I have it working, per se, but maybe I have chosen the wrong tool for the job.

Basically we have electronic copies of numerous books related to our industry.

What I wanted to do was create a searchable index of those books.

Unfortunately, many of the books are larger than the 30MB file size indexing limit, so they don't even get indexed. (I think there is a configuration to change this?)

Those that do however, I can search for them, find them, and am linked directly to them... But upon clicking the link, the entire PDF is downloaded, and it displays the PDF starting at page one instead of the page the search terms were found on.

Any suggestions or advice on how to approach this project? I am completely open...

I think the first question is "should I even bother trying to adapt the materials / google mini to work in this scenario?" and if so, "which approach is best?"

Earls

Posted 2011-06-16T17:35:57.553

Reputation: 218

Answers

0

My solution was to split the PDFs into individual pages.
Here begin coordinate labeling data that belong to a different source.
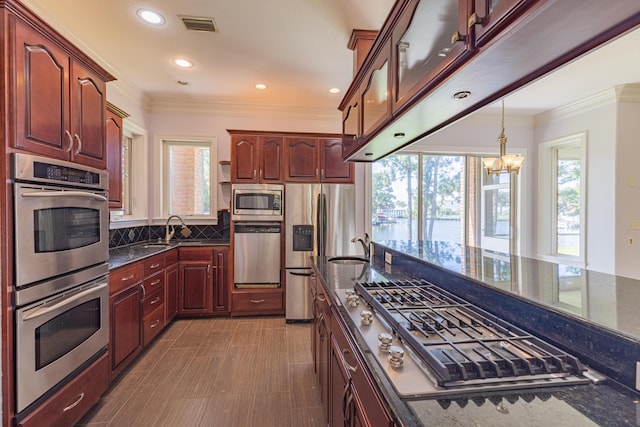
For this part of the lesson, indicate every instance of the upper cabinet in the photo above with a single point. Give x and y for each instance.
(256, 158)
(59, 95)
(270, 157)
(434, 62)
(429, 38)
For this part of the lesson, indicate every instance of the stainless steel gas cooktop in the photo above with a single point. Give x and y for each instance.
(431, 342)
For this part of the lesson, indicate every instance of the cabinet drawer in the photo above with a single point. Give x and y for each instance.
(171, 257)
(195, 254)
(257, 301)
(123, 278)
(153, 265)
(151, 284)
(152, 302)
(72, 401)
(153, 324)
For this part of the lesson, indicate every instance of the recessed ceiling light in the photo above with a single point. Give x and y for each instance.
(150, 17)
(184, 63)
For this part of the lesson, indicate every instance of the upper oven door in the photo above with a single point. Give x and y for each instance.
(58, 231)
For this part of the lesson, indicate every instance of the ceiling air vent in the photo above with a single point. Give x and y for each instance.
(199, 23)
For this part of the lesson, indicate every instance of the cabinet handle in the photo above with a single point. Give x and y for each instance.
(74, 404)
(66, 132)
(344, 357)
(457, 37)
(474, 19)
(79, 143)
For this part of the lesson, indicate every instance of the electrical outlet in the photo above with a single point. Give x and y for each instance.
(388, 258)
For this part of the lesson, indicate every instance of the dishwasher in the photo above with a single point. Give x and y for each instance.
(256, 255)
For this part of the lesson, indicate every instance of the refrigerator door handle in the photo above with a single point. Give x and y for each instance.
(305, 274)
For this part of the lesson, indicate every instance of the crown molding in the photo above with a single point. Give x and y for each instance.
(205, 106)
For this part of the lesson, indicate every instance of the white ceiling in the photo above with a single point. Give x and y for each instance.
(298, 48)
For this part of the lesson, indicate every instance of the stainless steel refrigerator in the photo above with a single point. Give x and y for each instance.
(320, 220)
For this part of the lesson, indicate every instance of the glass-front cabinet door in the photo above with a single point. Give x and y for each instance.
(376, 107)
(491, 16)
(430, 37)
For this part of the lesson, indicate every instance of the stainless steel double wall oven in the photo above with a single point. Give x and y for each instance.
(61, 291)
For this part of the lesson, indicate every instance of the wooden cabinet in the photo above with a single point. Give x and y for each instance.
(263, 157)
(113, 144)
(126, 338)
(316, 159)
(424, 50)
(60, 99)
(256, 158)
(203, 281)
(492, 16)
(354, 401)
(171, 285)
(71, 402)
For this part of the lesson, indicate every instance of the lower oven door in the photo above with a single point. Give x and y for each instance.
(56, 336)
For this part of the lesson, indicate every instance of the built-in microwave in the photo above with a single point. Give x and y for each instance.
(257, 202)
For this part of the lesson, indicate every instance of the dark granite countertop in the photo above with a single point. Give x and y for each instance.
(607, 404)
(123, 255)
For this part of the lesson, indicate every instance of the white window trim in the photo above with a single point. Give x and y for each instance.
(139, 178)
(159, 209)
(547, 193)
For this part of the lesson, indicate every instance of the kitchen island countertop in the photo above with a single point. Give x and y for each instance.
(586, 405)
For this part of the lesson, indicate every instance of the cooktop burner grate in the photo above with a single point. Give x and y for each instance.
(461, 342)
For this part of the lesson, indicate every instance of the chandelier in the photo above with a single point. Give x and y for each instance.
(506, 163)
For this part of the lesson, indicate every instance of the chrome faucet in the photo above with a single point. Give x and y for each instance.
(365, 244)
(170, 232)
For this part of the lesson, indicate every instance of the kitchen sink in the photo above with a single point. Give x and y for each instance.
(348, 260)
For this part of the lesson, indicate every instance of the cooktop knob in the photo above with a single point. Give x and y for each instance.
(396, 355)
(353, 300)
(385, 340)
(366, 317)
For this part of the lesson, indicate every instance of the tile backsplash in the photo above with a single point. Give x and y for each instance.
(127, 236)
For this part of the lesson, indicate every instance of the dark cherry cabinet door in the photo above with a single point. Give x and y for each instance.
(41, 94)
(126, 317)
(271, 155)
(303, 159)
(196, 288)
(334, 169)
(88, 106)
(220, 281)
(113, 143)
(244, 158)
(172, 278)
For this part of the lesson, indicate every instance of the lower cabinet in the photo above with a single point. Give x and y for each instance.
(203, 281)
(73, 400)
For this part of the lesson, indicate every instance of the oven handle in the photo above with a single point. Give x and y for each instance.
(48, 309)
(65, 194)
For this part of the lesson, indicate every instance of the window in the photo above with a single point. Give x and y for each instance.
(188, 182)
(562, 215)
(442, 197)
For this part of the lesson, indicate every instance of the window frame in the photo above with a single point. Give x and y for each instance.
(547, 159)
(161, 175)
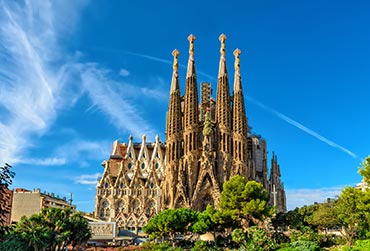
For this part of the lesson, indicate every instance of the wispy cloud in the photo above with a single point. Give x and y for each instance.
(54, 161)
(161, 60)
(88, 179)
(301, 127)
(124, 72)
(27, 85)
(307, 196)
(104, 94)
(81, 150)
(265, 107)
(38, 79)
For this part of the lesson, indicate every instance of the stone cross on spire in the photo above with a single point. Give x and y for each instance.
(175, 54)
(191, 66)
(237, 53)
(222, 39)
(191, 39)
(175, 82)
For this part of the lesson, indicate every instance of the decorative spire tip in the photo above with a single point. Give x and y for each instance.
(175, 54)
(237, 53)
(222, 39)
(191, 39)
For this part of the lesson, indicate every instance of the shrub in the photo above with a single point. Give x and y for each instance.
(304, 246)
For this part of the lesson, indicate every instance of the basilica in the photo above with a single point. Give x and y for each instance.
(208, 140)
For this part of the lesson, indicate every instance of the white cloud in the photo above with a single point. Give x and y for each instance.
(104, 94)
(124, 72)
(55, 161)
(88, 179)
(302, 127)
(307, 196)
(40, 79)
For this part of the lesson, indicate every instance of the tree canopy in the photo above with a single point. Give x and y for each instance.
(169, 222)
(245, 201)
(51, 229)
(6, 179)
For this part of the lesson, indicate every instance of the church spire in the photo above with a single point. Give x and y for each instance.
(175, 74)
(191, 64)
(174, 128)
(222, 71)
(223, 114)
(239, 125)
(237, 78)
(191, 136)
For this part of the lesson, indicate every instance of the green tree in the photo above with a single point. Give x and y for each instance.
(245, 201)
(325, 216)
(212, 220)
(51, 229)
(365, 169)
(6, 179)
(353, 210)
(169, 222)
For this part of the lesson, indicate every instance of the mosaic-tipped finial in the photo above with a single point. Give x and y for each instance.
(175, 54)
(237, 53)
(222, 39)
(191, 39)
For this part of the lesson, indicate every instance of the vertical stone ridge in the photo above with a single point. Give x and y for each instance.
(239, 125)
(190, 125)
(223, 117)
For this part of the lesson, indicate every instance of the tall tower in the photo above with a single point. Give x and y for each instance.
(173, 136)
(223, 118)
(239, 126)
(277, 192)
(190, 168)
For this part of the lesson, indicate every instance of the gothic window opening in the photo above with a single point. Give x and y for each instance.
(120, 207)
(105, 209)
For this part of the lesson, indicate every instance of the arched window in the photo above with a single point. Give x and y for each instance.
(105, 209)
(136, 207)
(119, 207)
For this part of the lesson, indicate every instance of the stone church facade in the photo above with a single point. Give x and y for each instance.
(207, 142)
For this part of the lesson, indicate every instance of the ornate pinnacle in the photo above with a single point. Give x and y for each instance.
(175, 54)
(222, 38)
(191, 39)
(237, 53)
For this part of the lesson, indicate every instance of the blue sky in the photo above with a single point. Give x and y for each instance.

This works for me because I'm searching and serving reference materials, for example, a Dictionary.

If the user wants to know the definition of "apple" then searching apple will return the single PDF page the word and definition of apple appear on. That's all the user wants to know.

This wouldn't work so well if the paragraph spanned multiple pages - though as long as you keep your PDFs under 2.5MB, you can "package" any number of pages into a single PDF.

Earls

Posted 2011-06-16T17:35:57.553

Reputation: 218

1

I would probably stay away from the google mini approach to this and look into getting some content management software online. I'm personally fond of the Alfresco community edition. It might be a little too high end for your application though.

ErnieTheGeek

Posted 2011-06-16T17:35:57.553

Reputation: 429

0

Not sure if this answer helps you. But here it goes:

Acrobat Pro as well as Acrobat Reader (even on Linux) do offer some "PDF open commandline parameters". These control how exactly the document is opened (which page, which zoom level, etc).

One of the things supported is to open a PDF with the search dialog open and the matching search words already clickable. Examples:

Acrobat and Acrobat Professional on Windows:

 acrobat.exe ^
   /a #search="superuser basketball supermodels" ^
   "d:\path\to\example.pdf"

Acrobat Reader on Windows:

 acrord32.exe ^
   /a #search="PDF computing searching" ^
   "d:\path\to\example.pdf"

Acrobat Reader on Linux:*

 acroread \
   /a #search="stackexchange football girls" \
   "/path/to/example.pdf"

On the Adobe website, search for "PDF Open Parameters" to locate the PDF manual describing all details about this functionality....

Kurt Pfeifle

Posted 2011-06-16T17:35:57.553

Reputation: 10 024